You've done everything you were supposed to. You worked hard, contributed to your 401k and prepared yourself for retirement. Unfortunately, all of that may not be enough. 70% of Americans 65 or older will require some long-term care before they die. This can become extremely expensive, and you need to know what is covered by your existing insurance and what you will be expected to pay.
The best time to make plans for this part of your life is now when you're physically and mentally capable of making your wants and needs known and financially able to prepare for them.
Long-term care insurance provides coverage for home services and assistance performing activities of daily living (ADLs). It doesn’t provide medical care, instead assisting you with basic day to day activities like:
Policies will pay to have an aide or nurse come to your home. They also help cover the cost of a variety of other programs like adult day care, memory care and assisted living facilities or nursing homes. Having an active policy protects you from the natural pitfalls of aging and allows you to continue living your life without undue impairment.
Most plans allow you to begin receiving care after losing the ability to perform two to three ADLs. They have elimination periods, a predetermined length of time in which you are responsible for 100% of the costs of care. These vary from as few as 90 to as much as 180 days.
Plans cover impairment from a number of different conditions. Alzheimer's, disabilities, long-term illness and general aging are some of the most common reasons they will be needed. To begin using your coverage, you will need to visit your physician and have them certify that you are no longer capable of caring for yourself physically.
Medicare and other insurance plans do not provide for this kind of care. They only cover medically necessary care on a limited basis. Medicare will pay for skilled nursing home care, but only on medical advice from your doctor and only for up to 100 days per illness. Being unable to cook, clean or care for yourself is not considered a medical issue by Medicare.
Medicaid will cover basic care in your home or a care facility but is only available if you meet fairly strict financial requirements. Relying on Medicaid to pay for your long-term care is not a practical option for most people. Generally, you will qualify for Medicaid only after you have exhausted the majority of your retirement savings paying for care.
The care itself is hugely expensive. The average stay in a nursing facility with a private room will run you $92,378 a year. A home health aide will cost about $46,000. Without proper coverage, you will be forced to cover these expenses out of pocket. Imagine what recurring costs like that will do to your nest egg.
Buying a policy well before you need it helps protect your assets. All of these costs will be on top of your usual living expenses. You may find that you have to drastically curtail your usual spending.
Long-term coverage allows you to maintain your independence longer. You can stay in the comfort of your home and receive the care you need. It also helps relieve a potential burden from relatives or children and provides you with peace of mind.

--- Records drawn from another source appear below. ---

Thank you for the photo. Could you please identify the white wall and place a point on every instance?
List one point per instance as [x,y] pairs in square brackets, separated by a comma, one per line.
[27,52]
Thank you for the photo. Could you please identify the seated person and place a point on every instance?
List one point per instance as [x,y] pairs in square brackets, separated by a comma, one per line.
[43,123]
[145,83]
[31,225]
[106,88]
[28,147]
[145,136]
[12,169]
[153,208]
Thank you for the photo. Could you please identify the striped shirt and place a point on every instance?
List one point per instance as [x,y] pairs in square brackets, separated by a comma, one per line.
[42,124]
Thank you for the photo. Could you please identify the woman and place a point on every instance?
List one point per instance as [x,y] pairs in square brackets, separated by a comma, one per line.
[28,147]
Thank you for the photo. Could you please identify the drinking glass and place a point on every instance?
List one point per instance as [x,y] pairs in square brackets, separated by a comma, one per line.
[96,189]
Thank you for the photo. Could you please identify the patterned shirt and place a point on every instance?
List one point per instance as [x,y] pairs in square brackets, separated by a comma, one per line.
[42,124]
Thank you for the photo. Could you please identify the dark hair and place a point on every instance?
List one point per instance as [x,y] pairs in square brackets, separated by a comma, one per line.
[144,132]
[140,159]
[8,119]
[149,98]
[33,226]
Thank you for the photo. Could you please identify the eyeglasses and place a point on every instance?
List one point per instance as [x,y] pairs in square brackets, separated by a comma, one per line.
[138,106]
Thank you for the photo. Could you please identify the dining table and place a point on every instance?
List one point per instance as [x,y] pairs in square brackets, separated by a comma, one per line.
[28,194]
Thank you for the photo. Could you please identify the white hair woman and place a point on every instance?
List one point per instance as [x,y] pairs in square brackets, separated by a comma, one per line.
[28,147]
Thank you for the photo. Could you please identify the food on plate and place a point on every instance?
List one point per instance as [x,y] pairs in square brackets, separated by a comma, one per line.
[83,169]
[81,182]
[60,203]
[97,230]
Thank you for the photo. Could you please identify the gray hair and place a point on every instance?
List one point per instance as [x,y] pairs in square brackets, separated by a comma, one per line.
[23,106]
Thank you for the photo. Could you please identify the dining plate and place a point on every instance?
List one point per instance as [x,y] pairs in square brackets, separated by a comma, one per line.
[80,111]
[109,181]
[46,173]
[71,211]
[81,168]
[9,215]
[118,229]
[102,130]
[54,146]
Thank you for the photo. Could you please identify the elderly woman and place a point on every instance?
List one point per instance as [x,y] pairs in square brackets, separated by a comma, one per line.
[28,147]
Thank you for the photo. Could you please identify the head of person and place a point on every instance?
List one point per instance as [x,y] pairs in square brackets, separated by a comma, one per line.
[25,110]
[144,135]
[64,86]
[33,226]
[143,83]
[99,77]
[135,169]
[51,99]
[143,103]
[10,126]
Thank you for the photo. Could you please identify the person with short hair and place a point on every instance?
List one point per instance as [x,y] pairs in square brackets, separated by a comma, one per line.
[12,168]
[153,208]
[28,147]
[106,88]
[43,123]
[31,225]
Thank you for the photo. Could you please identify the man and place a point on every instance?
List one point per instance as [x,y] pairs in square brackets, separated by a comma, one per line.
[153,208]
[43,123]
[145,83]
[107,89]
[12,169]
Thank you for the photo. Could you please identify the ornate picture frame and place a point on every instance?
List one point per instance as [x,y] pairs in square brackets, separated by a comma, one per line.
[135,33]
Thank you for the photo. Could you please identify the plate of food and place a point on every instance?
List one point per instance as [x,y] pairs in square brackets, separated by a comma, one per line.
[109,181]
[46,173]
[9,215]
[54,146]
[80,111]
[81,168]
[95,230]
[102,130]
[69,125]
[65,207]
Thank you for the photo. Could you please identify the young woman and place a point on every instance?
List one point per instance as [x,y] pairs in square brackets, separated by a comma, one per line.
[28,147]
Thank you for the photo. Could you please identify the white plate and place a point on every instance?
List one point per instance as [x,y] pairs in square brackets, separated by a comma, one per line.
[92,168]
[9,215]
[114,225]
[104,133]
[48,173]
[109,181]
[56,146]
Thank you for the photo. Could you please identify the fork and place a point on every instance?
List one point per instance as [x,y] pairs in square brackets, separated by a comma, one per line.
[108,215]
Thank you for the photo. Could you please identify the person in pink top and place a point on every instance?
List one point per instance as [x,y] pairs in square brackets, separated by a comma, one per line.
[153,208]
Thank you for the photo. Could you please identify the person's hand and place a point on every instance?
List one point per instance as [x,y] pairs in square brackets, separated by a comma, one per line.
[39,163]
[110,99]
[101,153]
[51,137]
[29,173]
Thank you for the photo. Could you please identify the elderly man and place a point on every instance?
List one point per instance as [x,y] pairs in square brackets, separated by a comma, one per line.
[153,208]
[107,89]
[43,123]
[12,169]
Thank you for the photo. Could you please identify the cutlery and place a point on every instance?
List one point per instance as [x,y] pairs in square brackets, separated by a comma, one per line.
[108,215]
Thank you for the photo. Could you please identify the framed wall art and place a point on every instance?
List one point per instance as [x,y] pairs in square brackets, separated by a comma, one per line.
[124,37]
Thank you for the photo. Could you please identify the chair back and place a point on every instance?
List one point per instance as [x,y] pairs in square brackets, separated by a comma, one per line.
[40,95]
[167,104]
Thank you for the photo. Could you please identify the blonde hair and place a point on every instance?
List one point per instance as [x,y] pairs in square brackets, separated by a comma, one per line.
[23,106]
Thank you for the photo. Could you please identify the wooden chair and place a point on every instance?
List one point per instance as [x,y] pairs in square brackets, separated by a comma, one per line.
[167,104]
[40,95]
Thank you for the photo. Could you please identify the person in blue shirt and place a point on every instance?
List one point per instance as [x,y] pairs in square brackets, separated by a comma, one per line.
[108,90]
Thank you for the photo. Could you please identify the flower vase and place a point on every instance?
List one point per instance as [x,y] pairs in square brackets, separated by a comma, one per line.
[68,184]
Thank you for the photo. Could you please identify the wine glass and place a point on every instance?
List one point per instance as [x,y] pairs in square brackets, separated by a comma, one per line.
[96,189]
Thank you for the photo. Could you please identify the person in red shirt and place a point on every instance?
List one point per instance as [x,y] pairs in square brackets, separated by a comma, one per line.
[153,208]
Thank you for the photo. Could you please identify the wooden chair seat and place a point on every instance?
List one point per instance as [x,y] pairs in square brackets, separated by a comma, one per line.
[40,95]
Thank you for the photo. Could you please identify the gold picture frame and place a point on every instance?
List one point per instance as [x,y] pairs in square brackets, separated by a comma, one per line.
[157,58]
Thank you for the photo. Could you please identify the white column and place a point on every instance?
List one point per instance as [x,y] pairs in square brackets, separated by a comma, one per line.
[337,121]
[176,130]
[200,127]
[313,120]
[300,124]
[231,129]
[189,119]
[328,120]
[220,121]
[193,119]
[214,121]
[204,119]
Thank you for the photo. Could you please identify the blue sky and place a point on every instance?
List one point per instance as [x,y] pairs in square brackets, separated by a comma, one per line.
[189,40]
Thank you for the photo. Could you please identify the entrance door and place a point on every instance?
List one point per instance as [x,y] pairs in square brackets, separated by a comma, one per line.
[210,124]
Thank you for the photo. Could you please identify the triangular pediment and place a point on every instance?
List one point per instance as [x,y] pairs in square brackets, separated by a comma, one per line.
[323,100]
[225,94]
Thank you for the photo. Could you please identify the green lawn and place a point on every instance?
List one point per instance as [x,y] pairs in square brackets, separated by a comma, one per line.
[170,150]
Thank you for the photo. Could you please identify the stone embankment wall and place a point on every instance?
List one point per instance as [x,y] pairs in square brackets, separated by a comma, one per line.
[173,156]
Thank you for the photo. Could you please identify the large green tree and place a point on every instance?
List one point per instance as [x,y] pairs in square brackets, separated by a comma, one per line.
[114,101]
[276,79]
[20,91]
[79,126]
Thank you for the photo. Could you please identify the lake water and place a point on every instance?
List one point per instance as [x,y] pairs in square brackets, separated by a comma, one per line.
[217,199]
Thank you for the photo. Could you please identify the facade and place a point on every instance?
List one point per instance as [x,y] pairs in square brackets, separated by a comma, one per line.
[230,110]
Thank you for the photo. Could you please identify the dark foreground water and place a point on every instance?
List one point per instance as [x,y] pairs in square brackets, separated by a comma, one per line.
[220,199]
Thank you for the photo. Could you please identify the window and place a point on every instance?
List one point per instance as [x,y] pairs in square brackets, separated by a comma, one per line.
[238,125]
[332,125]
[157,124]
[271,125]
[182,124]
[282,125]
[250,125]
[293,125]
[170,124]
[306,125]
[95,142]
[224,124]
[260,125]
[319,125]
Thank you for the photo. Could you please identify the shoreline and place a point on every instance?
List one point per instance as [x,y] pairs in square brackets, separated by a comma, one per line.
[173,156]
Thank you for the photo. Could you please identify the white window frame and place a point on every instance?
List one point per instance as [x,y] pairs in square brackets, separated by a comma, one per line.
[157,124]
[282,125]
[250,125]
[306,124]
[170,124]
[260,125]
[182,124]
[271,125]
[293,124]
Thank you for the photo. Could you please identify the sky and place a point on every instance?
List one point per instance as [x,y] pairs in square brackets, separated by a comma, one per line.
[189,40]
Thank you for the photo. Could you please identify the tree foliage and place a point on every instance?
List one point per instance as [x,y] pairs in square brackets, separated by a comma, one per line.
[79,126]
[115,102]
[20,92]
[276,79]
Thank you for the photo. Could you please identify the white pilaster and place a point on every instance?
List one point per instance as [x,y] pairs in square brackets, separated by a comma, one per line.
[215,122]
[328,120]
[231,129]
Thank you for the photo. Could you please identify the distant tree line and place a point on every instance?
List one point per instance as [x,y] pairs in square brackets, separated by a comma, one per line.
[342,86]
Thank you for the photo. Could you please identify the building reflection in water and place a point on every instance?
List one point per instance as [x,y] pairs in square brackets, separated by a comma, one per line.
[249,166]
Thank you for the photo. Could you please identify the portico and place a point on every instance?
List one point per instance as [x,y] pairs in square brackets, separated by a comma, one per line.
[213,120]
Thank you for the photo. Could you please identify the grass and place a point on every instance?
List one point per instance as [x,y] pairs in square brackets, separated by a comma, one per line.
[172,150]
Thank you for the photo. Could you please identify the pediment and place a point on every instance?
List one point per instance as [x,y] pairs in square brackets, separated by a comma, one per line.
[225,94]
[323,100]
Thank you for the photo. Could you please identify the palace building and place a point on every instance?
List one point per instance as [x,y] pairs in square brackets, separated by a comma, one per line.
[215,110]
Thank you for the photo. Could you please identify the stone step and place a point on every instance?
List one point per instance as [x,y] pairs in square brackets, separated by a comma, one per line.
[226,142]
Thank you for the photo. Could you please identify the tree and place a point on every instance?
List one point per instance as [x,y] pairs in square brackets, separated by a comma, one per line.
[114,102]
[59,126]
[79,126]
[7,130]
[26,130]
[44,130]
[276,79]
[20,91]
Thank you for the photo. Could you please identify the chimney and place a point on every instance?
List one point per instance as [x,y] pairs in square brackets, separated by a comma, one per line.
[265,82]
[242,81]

The first step in deciding if you want to buy long-term care insurance is looking at your own situation.
Find out what the average cost for care in your state or the state you plan to retire in is and see what portion of your retirement money it would take to cover it. This is one of the most important metrics to use when deciding how much you should be willing to spend on long-term care coverage.
Do you have children? Do they live close to you? How willing are they to become a caregiver?
While many children will be prepared to help care for an aging parent, you have to talk about it with them. Don't assume you're taken care of without going over all the possibilities. Another major consideration is what kind of strain this could place on your relationship with them. For many people being seen as weak or unable to take care of themselves is something they would never want.
There will usually be a review before you can purchase a policy. Any preexisting conditions may be excluded from coverage and affect your premium. Most states have limited insurer's ability to restrict coverage for specific conditions, such as Alzheimer's or Dementia. Finding a policy early can save you significantly over the life of your plan.
This is one that doesn’t come up as often as it should. Most people would prefer not to spend their final years in a nursing care or other group facility. Putting off this decision until it reaches you all but guarantees you won’t reach the most optimal solution. By making decisions early and providing the financial means to cover them you make sure your emotional and physical needs are being met.
Long-term care insurance can be expensive, with average policies running $3,100 a year, but it costs much less than the alternative. Even if you spend 25 or 30 years paying premiums before using your coverage, a single year of care can recoup almost every penny spent. Buying long-term care insurance is a lot like buying life insurance. It's something you hope you never need but are desperately glad to have when you need it.